Detailed configuration is made through thematic json files. For instance you will use in the current implementation of Chronix2grid:

  • params.json for general generation configuration (generation timestep, noise for forecast chronics)
  • params_load.json for load generation
  • params_res.json for solar and wind generation. You will use paramsGAN.json in case you are using the backend with Generative Adversarial Networks
  • params_loss.json for a priori loss generation
  • params_opf.json for dispatch and a posteriori loss simulation

Below is an example of params.json which will launch a 5 minutes time step generation, applying a gaussian noise to forecast chronics with a standard deviation of 0.01

{
  "dt": 5,
  "planned_std": "0.01"
}

Below is an example of params_load.json that provides parameters to correlated generation algorithm.

{
  "Lx": 1000,
  "Ly": 1000,
  "dx_corr": 250,
  "dy_corr": 250,
  "temperature_corr": 400,
  "std_temperature_noise": 0.06
}

You'll find all the details on the parameters used in these json files in the documentation about implemented models

KPI configuration

Some general parameters have to be set in INPUT_FOLDER/kpi/paramsKPI.json

  • comparison: name of benchmark folder to use for KPI reference chronics. For example, benchmark France has been implemented with eco2mix and renewable ninja data
  • timestep: timestep for KPI computation. For example, renewable ninja data requires minimum timestep of 60min
  • night_hours: dictionary to provide night hours for each season of year
  • seasons: dictionary to provide months in each season of year

Note: if you just want to generate the KPIs from your synthetic data without comparison to reference chronics, you can set

"comparison":null

Model interface

All generation submodules (LRDT) have a modular backend. You can develop your own load, renewable, loss and dispatch model using as input:

  • Your json parameters
  • Possible pattern files, or trained neural networks
  • Grid demand and generator characteristics in csv

Citing

@misc{chronix2grid,
    author = {A. Marot, N. Megel, V. Renault, M. Jothy },
    title = {{ChroniX2Grid - The Extensive PowerGrid Time-serie Generator}},
    year = {2020},
    publisher = {GitHub},
    journal = {GitHub repository},
    howpublished = {\url{https://github.com/BDonnot/ChroniX2Grid}},
    }

Running the test suite

To launch the unit test suite:

pipenv run python -m pytest tests/unit_tests/ [--verbose -p no:warnings]

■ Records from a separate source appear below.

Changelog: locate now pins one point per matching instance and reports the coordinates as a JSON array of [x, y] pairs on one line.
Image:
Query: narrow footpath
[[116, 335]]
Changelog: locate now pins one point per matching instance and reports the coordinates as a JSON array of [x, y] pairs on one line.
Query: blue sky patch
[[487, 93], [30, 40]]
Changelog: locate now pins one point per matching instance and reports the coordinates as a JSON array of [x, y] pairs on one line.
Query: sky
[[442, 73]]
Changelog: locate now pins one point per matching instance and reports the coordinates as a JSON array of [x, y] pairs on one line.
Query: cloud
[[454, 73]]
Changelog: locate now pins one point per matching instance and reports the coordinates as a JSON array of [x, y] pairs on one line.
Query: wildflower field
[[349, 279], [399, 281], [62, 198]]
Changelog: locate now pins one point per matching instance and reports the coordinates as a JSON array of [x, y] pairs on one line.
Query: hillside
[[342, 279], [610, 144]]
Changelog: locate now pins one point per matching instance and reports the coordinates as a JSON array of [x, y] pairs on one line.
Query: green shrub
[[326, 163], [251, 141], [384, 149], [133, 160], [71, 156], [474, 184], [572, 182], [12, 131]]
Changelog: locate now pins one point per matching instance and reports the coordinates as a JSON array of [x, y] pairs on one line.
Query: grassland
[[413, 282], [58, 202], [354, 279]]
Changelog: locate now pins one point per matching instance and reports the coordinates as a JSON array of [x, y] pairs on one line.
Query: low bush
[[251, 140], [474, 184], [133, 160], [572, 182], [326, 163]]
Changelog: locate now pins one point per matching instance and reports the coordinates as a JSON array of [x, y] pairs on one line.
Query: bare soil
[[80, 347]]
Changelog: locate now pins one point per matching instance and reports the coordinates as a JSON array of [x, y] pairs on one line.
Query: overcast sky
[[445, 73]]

To launch integration tests:

pipenv run python -m pytest tests/integration_tests/ [--verbose -p no:warnings]

To launch the Command Line Interface (CLI) test (only if you installed chronix2grid package from Pypi)

pipenv run python -m pytest tests/cli_tests/

You can also analyse the coverage of the tests with coverage and generate an html report:

pip install coverage
coverage run --source=./chronix2grid -m unittest discover
coverage html

This will generate a htmlcov folder containing a static web site with the analysis. Open index.html in a browser to analyse it.